Through thoughtful and dynamic programming, visitors will explore the protections and limitations expressed in the Bill of Rights and the process by which it was created. Visitors will be able to get up close and analyze one of the original copies of the Bill of Rights in our new gallery and study other primary source documents to trace the origin and development of the first ten amendments.
Throughout the programming period, visitors will consider how the Bill of Rights might be updated to reflect 21st-century circumstances and the concept of freedom in America.
Admission to the National Constitution Center will be $5 on December 15, 2014, courtesy of Macy’s, Inc.
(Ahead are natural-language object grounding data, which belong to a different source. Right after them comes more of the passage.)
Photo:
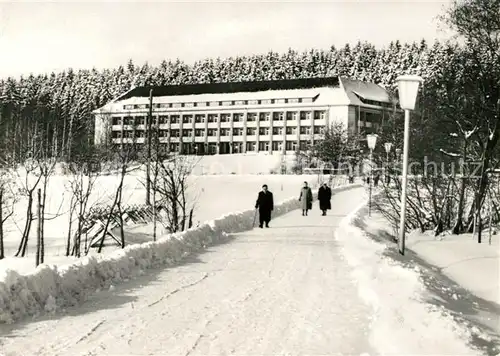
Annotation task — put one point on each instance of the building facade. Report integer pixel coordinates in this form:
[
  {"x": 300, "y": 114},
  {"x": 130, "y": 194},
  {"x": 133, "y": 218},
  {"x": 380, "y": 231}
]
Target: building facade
[{"x": 224, "y": 118}]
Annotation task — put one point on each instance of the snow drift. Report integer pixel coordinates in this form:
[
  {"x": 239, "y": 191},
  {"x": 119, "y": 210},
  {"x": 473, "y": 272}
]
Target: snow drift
[
  {"x": 50, "y": 288},
  {"x": 401, "y": 323}
]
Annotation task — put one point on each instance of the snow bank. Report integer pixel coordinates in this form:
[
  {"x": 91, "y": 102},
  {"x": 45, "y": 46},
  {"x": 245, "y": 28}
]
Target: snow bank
[
  {"x": 401, "y": 322},
  {"x": 462, "y": 259},
  {"x": 49, "y": 288}
]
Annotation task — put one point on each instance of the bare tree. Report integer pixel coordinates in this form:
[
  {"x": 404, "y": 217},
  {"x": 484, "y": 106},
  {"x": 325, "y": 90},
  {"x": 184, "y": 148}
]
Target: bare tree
[
  {"x": 84, "y": 173},
  {"x": 172, "y": 187},
  {"x": 124, "y": 155},
  {"x": 29, "y": 184},
  {"x": 7, "y": 201}
]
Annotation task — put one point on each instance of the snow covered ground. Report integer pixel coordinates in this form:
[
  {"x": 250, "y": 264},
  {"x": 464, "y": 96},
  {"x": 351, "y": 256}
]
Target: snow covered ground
[
  {"x": 214, "y": 196},
  {"x": 403, "y": 323},
  {"x": 278, "y": 291},
  {"x": 308, "y": 285},
  {"x": 473, "y": 266}
]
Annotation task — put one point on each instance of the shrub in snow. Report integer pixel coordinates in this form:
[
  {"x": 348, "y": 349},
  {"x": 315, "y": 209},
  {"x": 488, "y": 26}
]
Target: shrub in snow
[{"x": 50, "y": 287}]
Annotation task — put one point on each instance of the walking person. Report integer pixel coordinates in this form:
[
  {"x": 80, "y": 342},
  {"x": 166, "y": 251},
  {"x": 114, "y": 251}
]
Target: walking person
[
  {"x": 306, "y": 199},
  {"x": 325, "y": 197},
  {"x": 265, "y": 204}
]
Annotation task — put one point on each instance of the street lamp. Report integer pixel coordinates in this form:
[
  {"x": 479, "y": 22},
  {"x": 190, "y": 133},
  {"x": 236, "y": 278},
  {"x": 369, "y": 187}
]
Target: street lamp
[
  {"x": 387, "y": 146},
  {"x": 407, "y": 90},
  {"x": 371, "y": 140}
]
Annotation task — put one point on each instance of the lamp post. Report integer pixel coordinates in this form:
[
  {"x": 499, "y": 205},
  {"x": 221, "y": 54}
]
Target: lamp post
[
  {"x": 407, "y": 90},
  {"x": 371, "y": 140},
  {"x": 387, "y": 146}
]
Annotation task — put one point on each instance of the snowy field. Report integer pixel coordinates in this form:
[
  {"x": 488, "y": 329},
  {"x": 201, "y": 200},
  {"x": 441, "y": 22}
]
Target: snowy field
[
  {"x": 212, "y": 195},
  {"x": 403, "y": 322}
]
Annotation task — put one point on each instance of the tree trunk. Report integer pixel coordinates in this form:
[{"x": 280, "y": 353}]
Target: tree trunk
[
  {"x": 39, "y": 228},
  {"x": 71, "y": 212},
  {"x": 2, "y": 252},
  {"x": 190, "y": 225},
  {"x": 21, "y": 251}
]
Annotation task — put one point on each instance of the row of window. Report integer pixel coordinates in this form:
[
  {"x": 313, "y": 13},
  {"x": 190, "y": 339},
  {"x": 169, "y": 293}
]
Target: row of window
[
  {"x": 251, "y": 131},
  {"x": 238, "y": 146},
  {"x": 219, "y": 103},
  {"x": 236, "y": 117}
]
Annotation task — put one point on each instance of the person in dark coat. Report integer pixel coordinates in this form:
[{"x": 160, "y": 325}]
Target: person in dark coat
[
  {"x": 265, "y": 204},
  {"x": 306, "y": 199},
  {"x": 325, "y": 197}
]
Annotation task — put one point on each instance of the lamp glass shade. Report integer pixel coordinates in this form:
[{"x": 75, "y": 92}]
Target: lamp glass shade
[
  {"x": 408, "y": 90},
  {"x": 371, "y": 140}
]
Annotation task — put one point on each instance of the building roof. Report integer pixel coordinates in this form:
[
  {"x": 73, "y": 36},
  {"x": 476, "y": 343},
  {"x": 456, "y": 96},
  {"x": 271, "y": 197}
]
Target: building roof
[
  {"x": 356, "y": 89},
  {"x": 322, "y": 91},
  {"x": 230, "y": 87}
]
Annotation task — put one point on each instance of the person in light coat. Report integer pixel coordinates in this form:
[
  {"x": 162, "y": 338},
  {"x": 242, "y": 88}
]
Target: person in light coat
[{"x": 306, "y": 199}]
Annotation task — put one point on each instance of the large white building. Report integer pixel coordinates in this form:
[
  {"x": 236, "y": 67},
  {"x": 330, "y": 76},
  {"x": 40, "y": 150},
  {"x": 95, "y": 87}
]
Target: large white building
[{"x": 269, "y": 116}]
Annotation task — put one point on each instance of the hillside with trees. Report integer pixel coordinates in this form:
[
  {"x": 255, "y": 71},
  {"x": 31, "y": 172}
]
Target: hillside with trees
[{"x": 52, "y": 112}]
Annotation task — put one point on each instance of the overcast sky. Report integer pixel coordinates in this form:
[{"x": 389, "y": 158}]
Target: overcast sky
[{"x": 47, "y": 36}]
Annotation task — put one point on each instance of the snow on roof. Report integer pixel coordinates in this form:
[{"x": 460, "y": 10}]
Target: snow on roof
[
  {"x": 369, "y": 91},
  {"x": 260, "y": 95},
  {"x": 328, "y": 94},
  {"x": 321, "y": 96}
]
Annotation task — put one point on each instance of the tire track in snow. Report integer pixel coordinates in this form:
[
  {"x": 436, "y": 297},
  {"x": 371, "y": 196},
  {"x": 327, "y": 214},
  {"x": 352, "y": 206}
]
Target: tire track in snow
[
  {"x": 201, "y": 336},
  {"x": 175, "y": 291},
  {"x": 91, "y": 331}
]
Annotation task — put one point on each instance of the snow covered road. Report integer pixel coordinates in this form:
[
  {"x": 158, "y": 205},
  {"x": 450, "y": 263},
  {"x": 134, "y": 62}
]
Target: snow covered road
[{"x": 282, "y": 290}]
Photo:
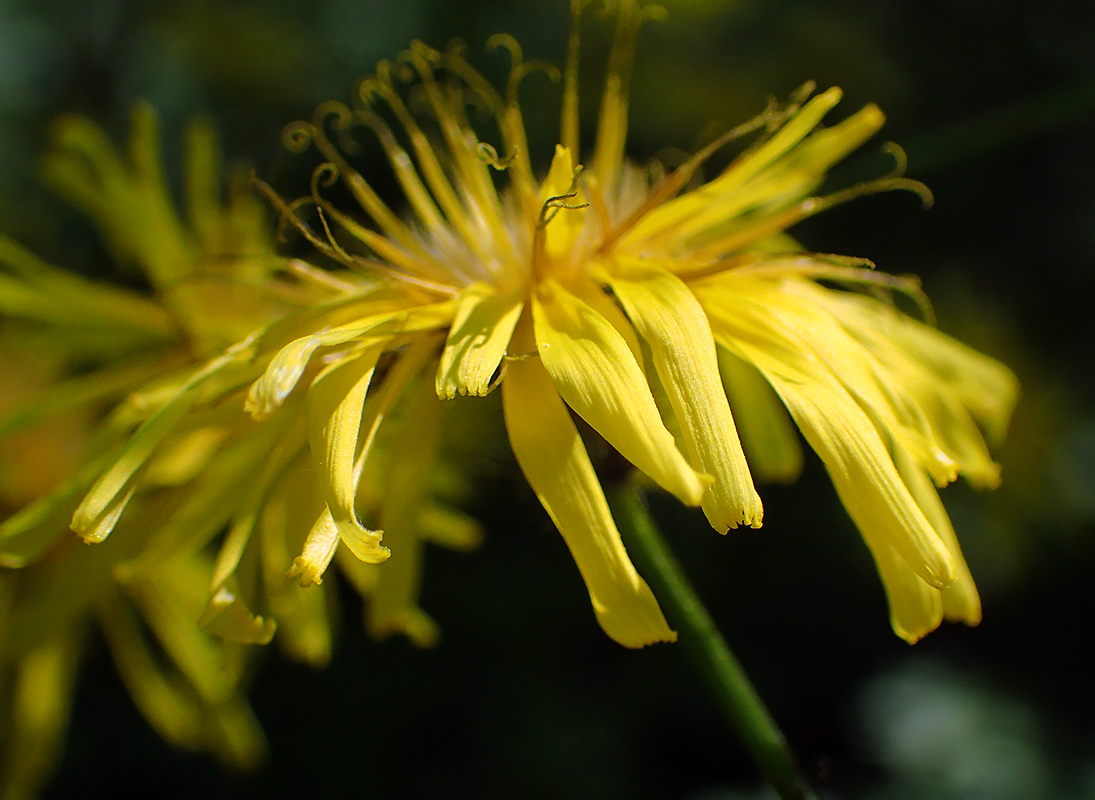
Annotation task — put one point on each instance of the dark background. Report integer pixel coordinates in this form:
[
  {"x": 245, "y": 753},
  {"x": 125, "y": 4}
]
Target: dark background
[{"x": 526, "y": 697}]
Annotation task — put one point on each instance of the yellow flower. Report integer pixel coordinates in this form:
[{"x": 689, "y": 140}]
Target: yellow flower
[
  {"x": 85, "y": 345},
  {"x": 175, "y": 614},
  {"x": 604, "y": 290},
  {"x": 622, "y": 297}
]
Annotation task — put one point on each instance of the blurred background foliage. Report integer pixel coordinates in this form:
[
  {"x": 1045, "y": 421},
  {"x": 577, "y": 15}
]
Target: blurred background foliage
[{"x": 526, "y": 697}]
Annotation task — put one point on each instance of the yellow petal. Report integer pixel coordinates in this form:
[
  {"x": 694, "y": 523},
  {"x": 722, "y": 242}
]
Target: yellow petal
[
  {"x": 554, "y": 461},
  {"x": 286, "y": 368},
  {"x": 768, "y": 433},
  {"x": 301, "y": 612},
  {"x": 413, "y": 440},
  {"x": 596, "y": 373},
  {"x": 845, "y": 438},
  {"x": 320, "y": 546},
  {"x": 99, "y": 512},
  {"x": 960, "y": 599},
  {"x": 335, "y": 406},
  {"x": 668, "y": 316},
  {"x": 711, "y": 197},
  {"x": 476, "y": 341},
  {"x": 915, "y": 609}
]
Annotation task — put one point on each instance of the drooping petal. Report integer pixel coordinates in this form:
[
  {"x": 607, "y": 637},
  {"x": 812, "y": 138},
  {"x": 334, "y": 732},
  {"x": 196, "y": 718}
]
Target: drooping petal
[
  {"x": 795, "y": 309},
  {"x": 413, "y": 438},
  {"x": 287, "y": 367},
  {"x": 596, "y": 373},
  {"x": 476, "y": 341},
  {"x": 335, "y": 405},
  {"x": 915, "y": 609},
  {"x": 960, "y": 599},
  {"x": 100, "y": 510},
  {"x": 554, "y": 461},
  {"x": 844, "y": 437},
  {"x": 672, "y": 323}
]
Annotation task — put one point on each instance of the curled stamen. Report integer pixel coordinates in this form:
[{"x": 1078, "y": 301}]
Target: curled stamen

The first 10 amendments to the Constitution guarantee so many of our rights and freedoms that we use every single day. Join us as we learn the story of the Bill of Rights, from the time of the Founders right up to today! You’ll see how James Madison originally proposed the Bill of Rights, and how it was up to Congress and the states to decide which amendments made the cut. We’ll show you which rights are actually protected by the Bill of Rights, and you’ll even learn about how students just like you have used those amendments to stand up for their principles—even if it meant taking their case all the way to the Supreme Court! Come along and get to know your rights as we take a look at the Bill of Rights!
Not all of the amendments that James Madison proposed made it into the final Bill of Rights. Is there anything missing from the Bill of Rights that you would have included?